- Coupures et remises brutales de courant sans préavis sont fortement préjudiciables à toutes machines électriques. Pire, quand la remise va de pair avec un voltage surélevé (dépassant largement 220 volts).
- Voltage fluctuant en fonctionnement "normal". En zone enclavée comme est situé le centre, il arrive de mesurer des voltages avoisinant 160 et 180 volts. On dit qu'il y a "baisse de tension". Impossible de faire fonctionner une photocopieuse et parfois pas une imprimante. Les ordinateurs qui restent allumés et fonctionnels accusent certainement le coup, ce qui pourrait expliquer des dysfonctionnements, et il faut souvent changer ou une carte réseau, ou un disque dur, si ce n'est pas la carte-mère. Il s'agit de dépenses courantes qui greffent fortement sur le bilan financier.
A l'instabilité de la ressource électrique s'ajoute souvent celle des télécommunications, notamment pour la connexion à Internet. Nous avions commencé à offrir internet en connexion partagée RTC fournie par l'opérateur national. Le débit descendant théorique annoncé était de 28 kbps. La volonté affichée du Ministère de la Promotion des NTIC avait été d'alléger la tarification de la connexion à internet à partir de 20 h. Celà comprenait qu'une connexion établie coutait le prix d'une communication téléphonique de trois minutes, tant qu'elle n'était pas coupée. En fait les déconnexions par le FAI national survenaient assez rapidement, et rendaient la navigation aléatoire. Chaque reconnexion supposant une nouvelle taxe. A ces déconnexions s'ajoutait une sorte de délestage des telecommunications, puisque tout le monde ne pouvait pas être connecté en même temps. Le FAI-national n'en avait pas les capacités technologiques. Je ne voudrais pas parler du débit reçu par ordinateur (il y en avait 8 qui se partageaient les 28 kbps théoriques).
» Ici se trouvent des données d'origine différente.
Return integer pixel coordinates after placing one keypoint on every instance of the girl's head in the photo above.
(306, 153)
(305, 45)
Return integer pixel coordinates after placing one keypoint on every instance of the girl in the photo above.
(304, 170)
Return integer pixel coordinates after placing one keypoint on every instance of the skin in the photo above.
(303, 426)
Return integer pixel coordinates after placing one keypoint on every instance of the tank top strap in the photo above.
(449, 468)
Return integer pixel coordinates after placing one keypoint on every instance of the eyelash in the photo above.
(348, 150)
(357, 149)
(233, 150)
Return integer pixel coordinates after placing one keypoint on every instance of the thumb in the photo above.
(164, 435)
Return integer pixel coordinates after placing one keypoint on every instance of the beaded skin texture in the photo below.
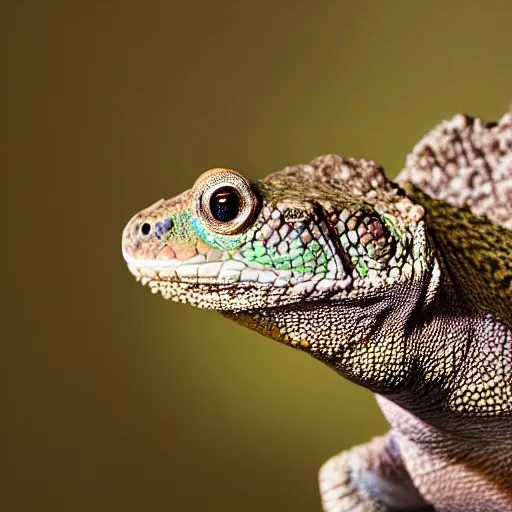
(404, 288)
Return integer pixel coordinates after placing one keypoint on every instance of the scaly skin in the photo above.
(391, 287)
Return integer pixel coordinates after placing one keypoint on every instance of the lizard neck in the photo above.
(474, 254)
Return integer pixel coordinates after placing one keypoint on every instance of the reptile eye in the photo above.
(145, 229)
(225, 201)
(225, 204)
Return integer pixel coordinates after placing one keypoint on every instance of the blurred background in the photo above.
(117, 399)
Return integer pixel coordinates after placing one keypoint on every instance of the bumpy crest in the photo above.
(465, 161)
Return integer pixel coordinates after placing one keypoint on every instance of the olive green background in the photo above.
(117, 399)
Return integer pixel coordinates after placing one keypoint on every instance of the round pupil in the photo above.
(224, 204)
(145, 228)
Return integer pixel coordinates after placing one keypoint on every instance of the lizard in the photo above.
(403, 287)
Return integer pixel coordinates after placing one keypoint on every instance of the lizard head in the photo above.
(323, 231)
(316, 256)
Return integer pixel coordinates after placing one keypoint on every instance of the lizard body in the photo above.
(406, 290)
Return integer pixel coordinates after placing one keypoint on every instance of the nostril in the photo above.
(145, 229)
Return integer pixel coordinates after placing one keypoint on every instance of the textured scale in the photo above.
(404, 289)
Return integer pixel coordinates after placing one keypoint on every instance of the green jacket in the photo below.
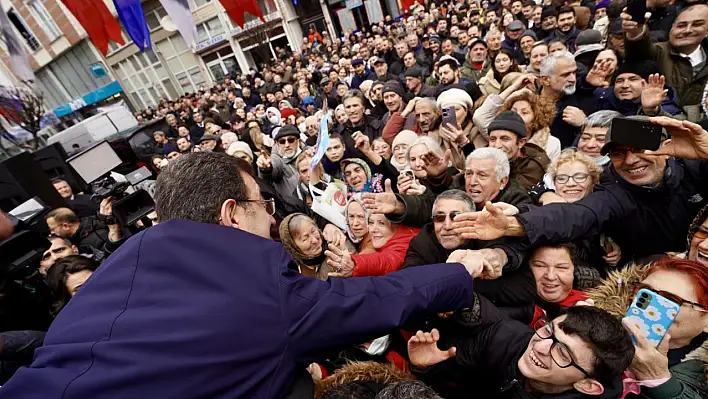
(677, 70)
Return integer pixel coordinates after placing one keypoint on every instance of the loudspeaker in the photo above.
(22, 178)
(52, 160)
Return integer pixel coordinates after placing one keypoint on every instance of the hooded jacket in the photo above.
(197, 310)
(689, 377)
(606, 99)
(642, 220)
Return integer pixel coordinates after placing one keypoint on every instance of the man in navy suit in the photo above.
(205, 305)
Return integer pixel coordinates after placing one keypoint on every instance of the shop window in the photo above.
(24, 30)
(44, 20)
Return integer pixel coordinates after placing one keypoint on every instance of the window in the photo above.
(44, 20)
(22, 27)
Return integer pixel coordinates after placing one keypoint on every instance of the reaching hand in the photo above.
(341, 261)
(650, 362)
(489, 224)
(382, 203)
(654, 93)
(423, 349)
(263, 160)
(688, 140)
(574, 116)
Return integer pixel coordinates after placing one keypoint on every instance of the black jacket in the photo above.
(419, 207)
(643, 221)
(516, 287)
(489, 355)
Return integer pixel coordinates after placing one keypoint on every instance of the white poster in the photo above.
(346, 19)
(373, 11)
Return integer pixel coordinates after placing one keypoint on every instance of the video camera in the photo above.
(130, 204)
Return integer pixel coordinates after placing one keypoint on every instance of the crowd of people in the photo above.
(477, 126)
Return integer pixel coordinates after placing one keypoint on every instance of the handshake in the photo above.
(483, 263)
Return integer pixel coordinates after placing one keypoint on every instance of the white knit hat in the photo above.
(451, 97)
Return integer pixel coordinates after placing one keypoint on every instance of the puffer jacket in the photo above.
(689, 377)
(677, 70)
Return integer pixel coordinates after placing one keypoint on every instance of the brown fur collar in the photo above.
(362, 371)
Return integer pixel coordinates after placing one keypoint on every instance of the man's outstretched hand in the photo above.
(423, 349)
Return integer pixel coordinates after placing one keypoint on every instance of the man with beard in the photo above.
(477, 63)
(558, 82)
(279, 168)
(449, 75)
(566, 30)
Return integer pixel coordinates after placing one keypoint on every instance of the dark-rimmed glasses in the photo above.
(560, 353)
(672, 297)
(269, 205)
L'arrivée de l'ADSL au Bénin il y a environ deux à trois ans semblait être la solution de sauvetage pour en finir avec la bas débit, les déconnexions intempestives et les internautes qui baillent devant l'ordinateur. C'est du moins ce que j'avais compris en misant pour la qualité, même à un coût beaucoup plus élevé. Les frais de première installation (modem + paramétrage) s'élèvèrent à un peu plus de 1.000 euros. Pour un couple de débit de 256 kbps en descente et 128 kbps en montée, l'abonnement mensuel était (et l'est encore aujourd'hui) d'un peu plus de 150 euros par mois. Il a fallu attendre six mois pour obtenir le dégroupage de la ligne téléphonique et son raccordement à l'ADSL. Il nous faudrait quand même comparer de temps en temps et sans complaisance pour avoir une mesure de l'écart à réduire quand on parle de fracture numérique Nord/Sud. Je rappelle qu'aujourd'hui en France, les offres d'ADSL pour jusqu'à 18 Mbps en descente (environ 18.000 kbps) tournent autour de 30 euros par mois selon les opérateurs.
- Le besoin réel des populations de communiquer avec le monde, pour preuve l'explosion du marché du GSM
- Le besoin de formation à l'informatique et aux NTIC pour s'insérer dans le monde du travail
- Le besoin grandissants en compétences informatiques avec l'informatisation croissante de tous les secteurs de production
- Le besoin des populations de s'afficher sur Internet
Ces différents aspects justifient largement que nous continuions ce qui a été entrepris, malgré les handicaps inhérents au sous-développement. Mais celà suppose la prise en compte des conditions effectives existant en place. Travailler en conditions d'autonomie vis à vis des ressources électriques et de telecommunication revient cher, mais garantit que l'on se puisse se concentrer sur son projet. C'est notre souhait.